(The following was excerpted from a recent article in the Single Audit Information Service.) The Department of Transportation’s (DOT) Federal Highway Administration (FHWA), in response to a recent DOT Office of Inspector General (OIG) audit, plans to fully implement certain reforms by the end of April that encourage the pace of awards under the Moving Ahead for Progress in the 21st Century Act (MAP-21) (Pub. L. 112-141). Some of these reforms aim to free federal officials from conducting environmental reviews and to allow for categorical exclusions.
Subtitle C of MAP-21, which as enacted in 2012, requires DOT to implement initiatives to accelerate the delivery of projects funded by FHWA and the Federal Transit Administration (FTA). These initiatives may include advancing the use of best practices, expanding early acquisition of property prior to completion, using the construction manager/general contractor method of contracting, and establishing a relocation streamlining demonstration program. DOT developed a plan with 42 actions to meet these Subtitle C requirements.
In 2015, Congress enacted the Fixing America’s Surface Transportation Act (FAST Act) (Pub. L. 114-357), which reauthorized and altered some of the MAP-21 initiatives, and includes project deliverables for the Federal Railroad Administration (FRA).

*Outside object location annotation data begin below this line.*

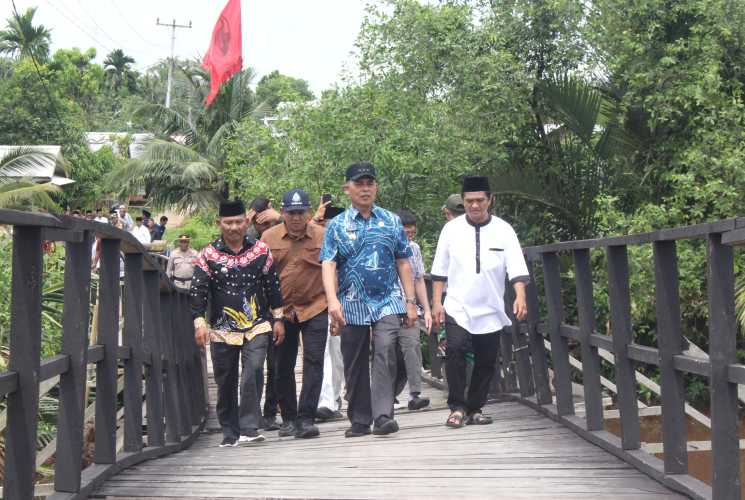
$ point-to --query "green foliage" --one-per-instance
(21, 38)
(275, 88)
(201, 229)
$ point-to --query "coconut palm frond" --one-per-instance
(25, 161)
(575, 101)
(22, 194)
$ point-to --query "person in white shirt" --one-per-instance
(474, 255)
(141, 232)
(125, 218)
(100, 218)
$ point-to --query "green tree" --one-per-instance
(21, 38)
(184, 166)
(119, 72)
(276, 87)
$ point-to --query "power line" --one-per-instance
(98, 27)
(43, 80)
(173, 27)
(78, 26)
(124, 18)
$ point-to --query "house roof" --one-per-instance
(45, 169)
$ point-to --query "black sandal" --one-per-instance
(478, 418)
(455, 420)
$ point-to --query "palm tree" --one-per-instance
(118, 69)
(586, 130)
(183, 167)
(17, 186)
(22, 39)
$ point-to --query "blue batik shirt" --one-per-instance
(365, 252)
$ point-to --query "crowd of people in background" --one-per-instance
(350, 283)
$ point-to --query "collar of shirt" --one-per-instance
(354, 213)
(285, 234)
(221, 246)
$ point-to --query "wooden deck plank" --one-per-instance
(521, 455)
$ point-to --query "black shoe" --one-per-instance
(229, 443)
(287, 429)
(418, 403)
(323, 414)
(357, 430)
(270, 424)
(305, 430)
(384, 425)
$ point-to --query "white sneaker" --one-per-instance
(250, 439)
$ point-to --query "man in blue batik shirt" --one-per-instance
(365, 252)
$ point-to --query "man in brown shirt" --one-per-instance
(296, 246)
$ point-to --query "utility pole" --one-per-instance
(173, 27)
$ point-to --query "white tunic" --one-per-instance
(475, 259)
(142, 234)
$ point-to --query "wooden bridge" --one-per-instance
(544, 442)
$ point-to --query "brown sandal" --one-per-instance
(455, 420)
(478, 418)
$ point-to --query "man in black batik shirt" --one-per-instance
(237, 274)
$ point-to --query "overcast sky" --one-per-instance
(310, 39)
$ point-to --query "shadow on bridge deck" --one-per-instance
(522, 455)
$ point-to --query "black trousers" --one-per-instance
(239, 417)
(484, 348)
(270, 392)
(314, 333)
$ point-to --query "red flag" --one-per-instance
(225, 55)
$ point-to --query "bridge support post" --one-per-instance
(590, 359)
(70, 422)
(108, 333)
(670, 341)
(723, 352)
(153, 334)
(620, 319)
(25, 351)
(535, 341)
(133, 339)
(559, 350)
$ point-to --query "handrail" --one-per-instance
(722, 369)
(158, 348)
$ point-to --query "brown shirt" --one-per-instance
(299, 267)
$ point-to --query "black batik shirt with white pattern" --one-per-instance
(242, 287)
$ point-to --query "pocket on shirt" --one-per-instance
(492, 258)
(312, 256)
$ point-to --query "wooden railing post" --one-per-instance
(108, 337)
(723, 352)
(154, 386)
(25, 351)
(173, 434)
(620, 319)
(73, 383)
(535, 341)
(590, 358)
(559, 349)
(670, 342)
(181, 368)
(133, 339)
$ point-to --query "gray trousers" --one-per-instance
(369, 401)
(239, 416)
(409, 354)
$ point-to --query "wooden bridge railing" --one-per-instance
(157, 347)
(525, 361)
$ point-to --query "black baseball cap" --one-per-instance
(359, 170)
(296, 200)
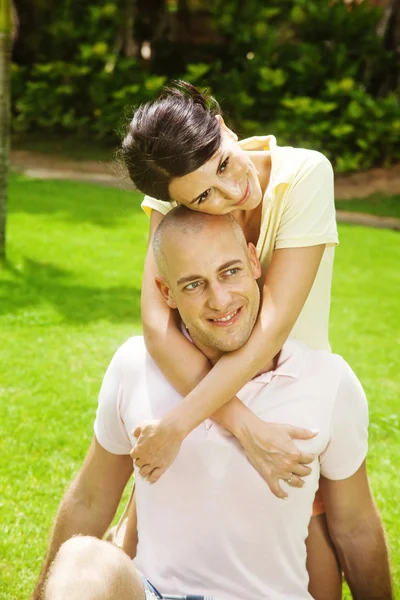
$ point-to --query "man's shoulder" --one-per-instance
(328, 366)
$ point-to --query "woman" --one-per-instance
(179, 151)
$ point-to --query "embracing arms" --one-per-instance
(90, 503)
(269, 446)
(357, 532)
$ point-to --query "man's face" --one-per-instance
(212, 281)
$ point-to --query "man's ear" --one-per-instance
(254, 261)
(165, 291)
(225, 128)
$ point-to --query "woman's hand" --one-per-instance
(156, 449)
(271, 450)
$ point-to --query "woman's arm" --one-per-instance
(269, 446)
(289, 280)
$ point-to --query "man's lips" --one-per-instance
(246, 195)
(226, 319)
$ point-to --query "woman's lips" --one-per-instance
(246, 195)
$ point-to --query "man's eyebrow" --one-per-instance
(220, 161)
(226, 265)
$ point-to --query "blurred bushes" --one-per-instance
(312, 72)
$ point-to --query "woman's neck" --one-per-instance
(262, 162)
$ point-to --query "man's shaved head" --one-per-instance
(209, 273)
(181, 220)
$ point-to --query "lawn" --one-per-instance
(376, 204)
(70, 296)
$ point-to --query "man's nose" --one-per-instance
(219, 298)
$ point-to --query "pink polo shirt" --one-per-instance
(211, 525)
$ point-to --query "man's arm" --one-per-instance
(357, 533)
(90, 503)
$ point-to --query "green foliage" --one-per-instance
(309, 72)
(314, 73)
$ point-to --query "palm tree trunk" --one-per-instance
(5, 51)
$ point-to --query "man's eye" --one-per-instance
(203, 197)
(224, 165)
(192, 286)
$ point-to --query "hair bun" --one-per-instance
(187, 91)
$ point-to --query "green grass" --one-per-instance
(70, 296)
(376, 204)
(65, 146)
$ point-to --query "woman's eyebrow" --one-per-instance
(220, 161)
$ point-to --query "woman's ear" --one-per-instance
(165, 291)
(225, 128)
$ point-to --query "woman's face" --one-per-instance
(227, 182)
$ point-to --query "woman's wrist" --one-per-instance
(177, 423)
(234, 417)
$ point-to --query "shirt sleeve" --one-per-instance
(161, 206)
(109, 427)
(348, 443)
(309, 217)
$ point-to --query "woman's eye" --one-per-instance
(192, 286)
(224, 165)
(203, 197)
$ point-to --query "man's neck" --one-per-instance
(213, 355)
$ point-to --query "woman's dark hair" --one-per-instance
(170, 137)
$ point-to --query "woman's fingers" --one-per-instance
(145, 470)
(306, 459)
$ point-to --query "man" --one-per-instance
(210, 525)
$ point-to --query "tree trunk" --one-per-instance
(5, 51)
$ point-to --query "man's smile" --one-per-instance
(227, 319)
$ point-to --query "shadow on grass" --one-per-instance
(73, 201)
(44, 283)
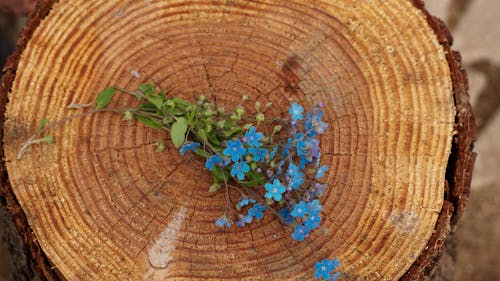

Subtitle C of MAP-21 requires the OIG to assess DOT’s implementation of these initiatives by issuing an initial and final report to Congress. It sent the initial report in May 2013 discussing DOT’s 42 planned actions, and now the OIG has submitted a final report providing the status of these actions.
The OIG determined that DOT has completed 27 of its 42 planned actions under Subtitle C, which included the issuance of rulemakings, guidance and reports. However, DOT had to delay full implementation of these actions as many had to be revised to comply with the FAST Act. DOT is altering 19 of the planned actions, including 10 of the 27 actions it already completed under MAP-21. The FAST Act affects four of the nine mandated rules it planned under MAP-21.
“These delays could impact [DOT’s] ability to achieve the intended benefits under MAP-21 initiatives, such as accelerating project delivery and reducing the costs of transportation projects,” the OIG explained, adding that DOT “faces vulnerabilities in its implementation of certain planned actions for Subtitle C.”
Among these vulnerabilities includes FHWA’s lack of: (1) an application for project applicants to show that their projects are eligible for an increased share of federal funds; (2) a performance assessment of states that assume environmental review responsibilities; and (3) a defined documentation process for reports to Congress on the use of categorical exclusions.